MULTISCALE MODELING OF STRONG AND WEAK DISCONTINUITIES
IN POROUS MEDIA
by Dr. Steve Sun
Department of Civil Engineering & Engineering Mechanics
Columbia University, USA
Date: January 12, 2015 (Monday)
Time: 12:00 p.m. - 1:00 p.m.
Venue: Room 6-12B, Haking Wong Building
The University of Hong Kong
The mechanical behaviour of a fluid-infiltrating porous solid is significantly influenced by the presence of the pore fluid in the voids. This hydro-mechanical coupling effect can be observed in a wide range of materials, including rocks, soils, concretes, bones and soft tissues. Nevertheless, due
to the high computational demand, explicitly simulating the pore scale solid-fluid interactions of every single grain in the solid skeleton remains impractical for engineering problems commonly encountered in the field and basin scales. The objective of this talk is to present grain- and continuum models that predict and replicate onset of strain localization and fractures in fluid infiltrating porous media. We will first discuss the state-of-the-art mathematical theory and numerical implementation techniques used to model strain localization and fracture of brittle rocks and granular materials undergoing large deformation at the field scale.

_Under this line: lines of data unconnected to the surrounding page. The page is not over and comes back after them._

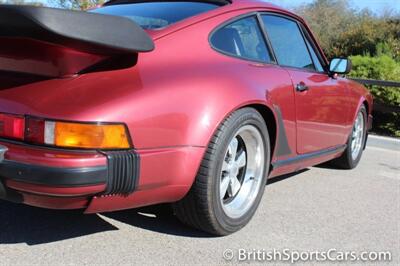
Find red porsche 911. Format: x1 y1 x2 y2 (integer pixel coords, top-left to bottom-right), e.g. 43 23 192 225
0 0 372 235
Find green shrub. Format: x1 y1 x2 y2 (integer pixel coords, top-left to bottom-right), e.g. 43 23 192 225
350 54 400 137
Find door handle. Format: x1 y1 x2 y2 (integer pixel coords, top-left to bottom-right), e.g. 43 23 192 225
296 82 309 92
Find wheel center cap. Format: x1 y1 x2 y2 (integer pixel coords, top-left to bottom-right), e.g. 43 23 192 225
231 164 239 177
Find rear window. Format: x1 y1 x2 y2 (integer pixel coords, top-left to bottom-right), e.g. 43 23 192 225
90 2 219 29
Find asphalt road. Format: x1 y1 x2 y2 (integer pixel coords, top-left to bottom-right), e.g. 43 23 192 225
0 138 400 265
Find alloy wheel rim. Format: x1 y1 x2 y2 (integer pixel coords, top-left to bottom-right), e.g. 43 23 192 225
219 125 265 218
351 112 364 160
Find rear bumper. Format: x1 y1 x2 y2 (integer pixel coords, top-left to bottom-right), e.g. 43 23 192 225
0 160 107 187
0 140 205 213
0 141 139 209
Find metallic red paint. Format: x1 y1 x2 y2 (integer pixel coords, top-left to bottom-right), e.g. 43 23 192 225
0 0 372 213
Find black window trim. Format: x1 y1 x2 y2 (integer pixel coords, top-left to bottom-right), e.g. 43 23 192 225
208 11 278 65
297 21 328 73
257 11 328 74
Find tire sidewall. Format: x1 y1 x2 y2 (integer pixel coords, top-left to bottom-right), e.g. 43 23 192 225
346 105 368 168
210 109 270 232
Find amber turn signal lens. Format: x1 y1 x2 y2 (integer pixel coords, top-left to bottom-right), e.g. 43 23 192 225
52 122 130 149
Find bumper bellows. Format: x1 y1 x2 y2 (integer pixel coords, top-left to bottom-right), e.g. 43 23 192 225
103 150 140 196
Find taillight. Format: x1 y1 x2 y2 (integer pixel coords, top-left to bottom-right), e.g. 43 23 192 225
0 114 25 140
0 114 131 149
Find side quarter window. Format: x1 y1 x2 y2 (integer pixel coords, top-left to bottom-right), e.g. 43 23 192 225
261 15 316 70
210 16 272 63
305 30 325 72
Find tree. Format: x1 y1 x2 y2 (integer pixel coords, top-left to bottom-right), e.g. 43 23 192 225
51 0 106 10
295 0 355 57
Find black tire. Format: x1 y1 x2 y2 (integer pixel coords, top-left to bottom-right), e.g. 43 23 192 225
173 108 270 236
330 105 368 169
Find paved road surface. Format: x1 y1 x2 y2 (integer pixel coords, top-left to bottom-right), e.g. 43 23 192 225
0 138 400 265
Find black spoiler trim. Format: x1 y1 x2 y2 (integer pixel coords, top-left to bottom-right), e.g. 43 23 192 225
0 5 154 55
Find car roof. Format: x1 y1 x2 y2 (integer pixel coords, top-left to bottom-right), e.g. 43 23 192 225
103 0 307 39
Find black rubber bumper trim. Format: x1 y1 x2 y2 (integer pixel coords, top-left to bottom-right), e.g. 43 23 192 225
0 160 107 187
103 150 140 196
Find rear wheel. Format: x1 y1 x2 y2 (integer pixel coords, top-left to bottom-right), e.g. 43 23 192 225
174 108 270 235
332 105 367 169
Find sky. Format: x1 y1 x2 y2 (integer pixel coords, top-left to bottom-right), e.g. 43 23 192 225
33 0 400 15
270 0 400 14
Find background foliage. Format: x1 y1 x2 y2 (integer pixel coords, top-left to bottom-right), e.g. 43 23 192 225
295 0 400 137
0 0 400 137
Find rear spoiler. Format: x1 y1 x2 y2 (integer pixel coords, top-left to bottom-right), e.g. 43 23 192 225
0 5 154 55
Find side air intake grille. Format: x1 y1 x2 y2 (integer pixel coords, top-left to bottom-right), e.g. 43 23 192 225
104 150 140 196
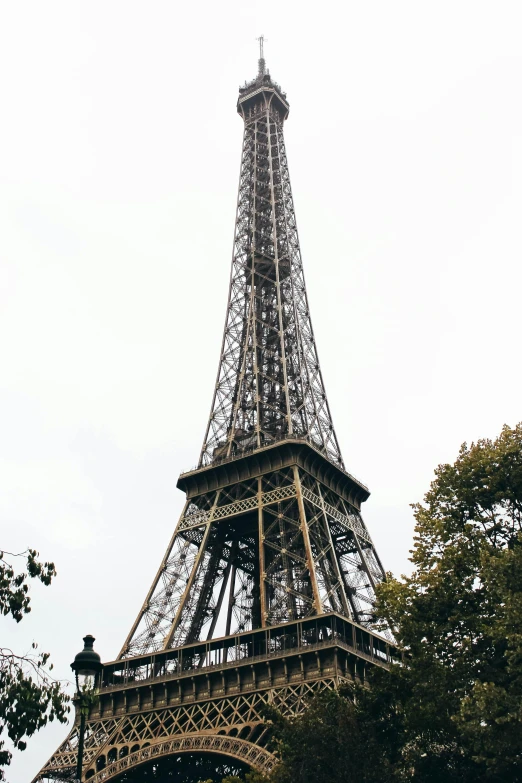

To improve the understanding of the hydro-mechanical coupling effects in the grain-scale, discrete element model is used and subsequently coupled with continuum models to analyze the onsets and propagations of shear bands and fractures from the microstructural origin. By using a nonlocal homogenization scheme, the discrete-continuum model retains the simplicity and efficiency of the continuum-based finite element model, while possessing the original length scale of the granular system.